Reputation: 3775
Is there any way to collect all RDD[(String, String)]
into one RDD[Map[String, String]]
?
E.g., for file input.csv
:
1,one
2,two
3,three
Code:
val file = sc.textFile("input.csv")
val pairs = file.map(line => { val a = line.split(","); (a(0), a(1)) })
val rddMap = ???
Output (approximate):
val map = rddMap.collect
map: Array[scala.collection.immutable.Map[String,String]] = Array(Map(1 -> one, 2 -> two, 3 -> three))
Tried pairs.collectAsMap
but it returns Map
not inside RDD
.
Upvotes: 0
Views: 3574
Reputation: 11985
How many maps would you get in a RDD[Map[String, String]]
? Just one, right? The RDD
distributes its content, because it's a distributed collection, but if it contains only one element, it becomes quite harder to distribute that collection, doesn't it ?
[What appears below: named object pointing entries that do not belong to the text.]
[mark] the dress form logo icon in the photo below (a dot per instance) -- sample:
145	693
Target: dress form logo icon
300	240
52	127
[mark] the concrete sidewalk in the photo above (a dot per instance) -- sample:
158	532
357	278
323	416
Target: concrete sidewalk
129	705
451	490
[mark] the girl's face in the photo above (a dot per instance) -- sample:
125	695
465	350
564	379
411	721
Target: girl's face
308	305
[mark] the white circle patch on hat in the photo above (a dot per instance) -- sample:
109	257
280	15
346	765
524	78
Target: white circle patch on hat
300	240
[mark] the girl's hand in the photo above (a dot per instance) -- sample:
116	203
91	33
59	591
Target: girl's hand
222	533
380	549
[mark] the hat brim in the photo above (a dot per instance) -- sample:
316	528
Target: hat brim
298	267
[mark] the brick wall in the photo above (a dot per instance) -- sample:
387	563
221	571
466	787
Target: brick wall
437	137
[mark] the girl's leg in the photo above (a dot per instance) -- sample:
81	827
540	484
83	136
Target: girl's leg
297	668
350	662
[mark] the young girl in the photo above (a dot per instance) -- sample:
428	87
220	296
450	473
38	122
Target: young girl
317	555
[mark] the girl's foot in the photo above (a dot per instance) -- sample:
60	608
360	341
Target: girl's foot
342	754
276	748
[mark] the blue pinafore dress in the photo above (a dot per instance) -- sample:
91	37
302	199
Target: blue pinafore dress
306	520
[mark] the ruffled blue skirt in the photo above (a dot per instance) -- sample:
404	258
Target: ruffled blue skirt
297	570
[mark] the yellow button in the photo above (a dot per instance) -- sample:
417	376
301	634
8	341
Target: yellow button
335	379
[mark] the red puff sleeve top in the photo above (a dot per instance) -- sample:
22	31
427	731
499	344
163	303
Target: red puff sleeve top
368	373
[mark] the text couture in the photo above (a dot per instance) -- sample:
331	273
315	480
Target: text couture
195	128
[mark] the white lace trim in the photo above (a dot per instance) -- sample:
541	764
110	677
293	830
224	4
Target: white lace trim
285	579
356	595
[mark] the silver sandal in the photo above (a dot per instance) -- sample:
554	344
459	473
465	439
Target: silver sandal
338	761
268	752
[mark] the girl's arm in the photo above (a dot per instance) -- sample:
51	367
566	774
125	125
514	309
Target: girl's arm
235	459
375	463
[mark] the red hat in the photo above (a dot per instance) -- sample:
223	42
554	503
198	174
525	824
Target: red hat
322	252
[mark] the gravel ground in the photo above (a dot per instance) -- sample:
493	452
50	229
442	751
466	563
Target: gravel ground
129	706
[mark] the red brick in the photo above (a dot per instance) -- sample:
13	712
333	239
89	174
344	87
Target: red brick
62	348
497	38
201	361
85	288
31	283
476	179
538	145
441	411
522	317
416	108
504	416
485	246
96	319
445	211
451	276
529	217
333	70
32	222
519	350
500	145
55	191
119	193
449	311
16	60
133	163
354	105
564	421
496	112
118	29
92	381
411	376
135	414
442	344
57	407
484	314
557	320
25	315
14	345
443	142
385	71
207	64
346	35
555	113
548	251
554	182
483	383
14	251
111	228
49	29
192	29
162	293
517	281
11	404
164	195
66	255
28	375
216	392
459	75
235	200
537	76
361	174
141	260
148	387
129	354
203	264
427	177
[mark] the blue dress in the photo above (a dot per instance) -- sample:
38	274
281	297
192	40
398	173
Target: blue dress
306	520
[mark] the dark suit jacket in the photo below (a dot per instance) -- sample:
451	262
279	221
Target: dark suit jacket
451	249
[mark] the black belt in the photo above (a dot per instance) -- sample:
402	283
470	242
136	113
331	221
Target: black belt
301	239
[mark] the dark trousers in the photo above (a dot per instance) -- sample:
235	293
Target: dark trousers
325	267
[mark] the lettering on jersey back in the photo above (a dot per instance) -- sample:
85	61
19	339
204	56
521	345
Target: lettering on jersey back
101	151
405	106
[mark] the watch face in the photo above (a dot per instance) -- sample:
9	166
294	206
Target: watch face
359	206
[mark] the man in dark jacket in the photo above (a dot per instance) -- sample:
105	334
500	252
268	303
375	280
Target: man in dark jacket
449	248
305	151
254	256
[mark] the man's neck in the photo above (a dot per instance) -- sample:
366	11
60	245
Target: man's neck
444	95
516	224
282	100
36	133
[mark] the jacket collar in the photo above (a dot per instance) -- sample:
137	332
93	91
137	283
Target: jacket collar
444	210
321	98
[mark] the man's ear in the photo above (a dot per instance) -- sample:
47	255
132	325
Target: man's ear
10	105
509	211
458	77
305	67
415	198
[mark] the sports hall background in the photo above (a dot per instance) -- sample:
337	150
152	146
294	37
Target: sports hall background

I would suggest you need hash-based lookup in your PairRDD
of String
s. Thankfully, you already have this in the API, with the lookup
function.
Look at the code for lookup
, it does use hashing to get to your key, in a similar way a Map
would. Building the keys and values correctly in your PairRDD
are enough for your purposes, even if building them is complex.
Upvotes: 0
Reputation: 40380
I don't actually agree with what you are trying to do. Because if you do so, you're map will be distributed on the cluster but it won't be one map!
You can use a key-value pair RDD and use lookup
method to find your value upon a given key !
def lookup(key: K): Seq[V] // Return the list of values in the RDD for key key.
And here is an example about it's usage:
val a = sc.parallelize(List("dog", "tiger", "lion", "cat", "panther", "eagle"), 2)
val b = a.map(x => (x.length, x))
b.lookup(5)
res0: Seq[String] = WrappedArray(tiger, eagle)
For more information about pair RDDs
, I suggest that you read the Chapter 4. Working with Key/Value Pairs - Learning Spark.
Upvotes: 1
Reputation: 1819
If you want preserve your map only for the time of execution of your diriver program you can collect it to the local map (in the driver) for the next task it will be available in the closer (you can just use it in function passed to the next task). If you dont want trasport it many times you can broadcast it.
On the other hand if you want to use it in different driver programs you can just serialize it and save on hdfs (or any other storage system you use). In this case even if you would have RDD you could not preserve it between drivers without saving it to the file system.
Upvotes: 0